More on the much under reported methane risk here;
Arctic Methane Emergency Group
“Dr. Maria Salta, a biological oceanographer and lecturer in environmental microbiology in the School of Biological Sciences at the University of Portsmouth, echoed this dire outlook on the state of the oceans.””For shrimpers, 80 percent of everything caught is bycatch and thrown back for dead. It is a mode of mass marine extinction.”
“It is clear that if we continue like this, in a few years time, there is not going to be much left,” she told Truthout, speaking about the impacts of ACD, pollution and overfishing. “We are losing species every day without ever knowing about them. Sometimes humans can be like a plague to the environment.”
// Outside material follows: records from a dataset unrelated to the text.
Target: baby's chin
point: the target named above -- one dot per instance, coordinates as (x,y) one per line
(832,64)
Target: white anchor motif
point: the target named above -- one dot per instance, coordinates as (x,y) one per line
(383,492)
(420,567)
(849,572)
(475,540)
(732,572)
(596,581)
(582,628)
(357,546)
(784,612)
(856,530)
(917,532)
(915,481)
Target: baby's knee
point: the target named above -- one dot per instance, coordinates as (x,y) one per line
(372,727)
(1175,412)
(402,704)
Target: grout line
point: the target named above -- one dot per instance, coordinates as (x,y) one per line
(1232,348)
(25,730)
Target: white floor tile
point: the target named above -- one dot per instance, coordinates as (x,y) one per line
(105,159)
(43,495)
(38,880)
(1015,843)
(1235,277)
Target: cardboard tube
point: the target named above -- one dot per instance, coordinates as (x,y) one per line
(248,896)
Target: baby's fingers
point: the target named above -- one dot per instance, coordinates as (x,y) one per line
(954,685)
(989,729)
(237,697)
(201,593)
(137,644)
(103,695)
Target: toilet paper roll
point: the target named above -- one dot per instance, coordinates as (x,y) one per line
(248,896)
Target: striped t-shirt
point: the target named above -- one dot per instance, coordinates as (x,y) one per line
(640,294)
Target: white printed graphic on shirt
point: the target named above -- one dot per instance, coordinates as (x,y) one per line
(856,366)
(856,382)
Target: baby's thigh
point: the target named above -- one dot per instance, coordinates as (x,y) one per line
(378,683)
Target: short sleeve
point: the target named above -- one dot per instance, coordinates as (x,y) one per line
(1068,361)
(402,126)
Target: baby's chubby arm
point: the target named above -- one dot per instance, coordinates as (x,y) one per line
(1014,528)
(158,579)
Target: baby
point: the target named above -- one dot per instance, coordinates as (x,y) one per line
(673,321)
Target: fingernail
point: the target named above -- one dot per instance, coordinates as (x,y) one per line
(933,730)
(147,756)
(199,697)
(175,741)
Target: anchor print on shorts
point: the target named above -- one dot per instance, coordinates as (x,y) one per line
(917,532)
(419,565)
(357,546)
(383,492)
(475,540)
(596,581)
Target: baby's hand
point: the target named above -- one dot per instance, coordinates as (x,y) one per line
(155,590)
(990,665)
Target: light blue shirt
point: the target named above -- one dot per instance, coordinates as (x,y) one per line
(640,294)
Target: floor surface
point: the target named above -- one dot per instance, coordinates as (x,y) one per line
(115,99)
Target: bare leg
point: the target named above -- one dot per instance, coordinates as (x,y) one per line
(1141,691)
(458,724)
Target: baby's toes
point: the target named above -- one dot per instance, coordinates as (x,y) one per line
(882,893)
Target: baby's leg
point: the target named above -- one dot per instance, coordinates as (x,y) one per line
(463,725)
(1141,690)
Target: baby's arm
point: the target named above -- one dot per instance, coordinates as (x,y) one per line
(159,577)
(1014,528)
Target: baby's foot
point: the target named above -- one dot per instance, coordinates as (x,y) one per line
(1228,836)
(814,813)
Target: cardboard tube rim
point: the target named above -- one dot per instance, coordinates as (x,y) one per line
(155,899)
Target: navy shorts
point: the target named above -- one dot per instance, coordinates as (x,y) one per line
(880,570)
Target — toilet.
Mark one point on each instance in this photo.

The rest of Dahr Jamails’ great article is embedded below;
Another case in point Neven Curlin from the Arctic Sea Ice Blog;
“But a problem was emerging — Curlin wasn’t just tracking the change, he was feeling it too. As he wrote in 2012, shortly after the record fell:….this stunning melting season has made me even more acutely aware of the gravity of what is taking place….To be able to watch and write about the Arctic sea ice, I used to block out the realisation of risks, so that I could make a joke here and there and be scientifically reticent in my own amateur way, keeping up appearances, acting objective.But my bubble has burst. I’m already watching past the minimum. As the melting season ends, it feels as if things are only beginning. The age of consequences.”
I highly recommend this podcast courtesy of Deb Ozarko speaking with Dahr Jamail;
Passion, Courage and truth: Reporting from Ground Zero with Dahr Jamail
From the excellent climate blogger Eric Holthaus;
“There are days where I literally can’t work. I’ll read a story & shut down for rest of the day. Not much helps besides exercise & time.”
On our recent NZ wide speaking tour Professor Guy McPherson and I spoke to audiences in university’s and public venues and a very important aspect of the tour was addressing the emotional response to our message as the cold hard reality of what we have collectively inflicted on the biosphere sunk into our audiences psyche. They were to a large degree already aware of the severity of the crisis but often feel isolated due to the grief denying culture many of us live in.
Most of the N.Z. presentations have been embedded below by my dear friend and colleague Wolfgang Werminghausen.
Schneller als gedacht / Faster than previously thought
From Professor McPherson’s website;
“I’ve received many requests for a workshop focused on emotions rather than evidence. Such a workshop is described here . It is available in your hometown and also in Belize.”
A number of Facebook groups have been established to help people come to terms with their grief for our afflicted biosphere. For the sake of brevity I have embedded a number below in no particular order. If joining please ensure you observe the philosophy of the groups and remember we are there to support each other in any way we can.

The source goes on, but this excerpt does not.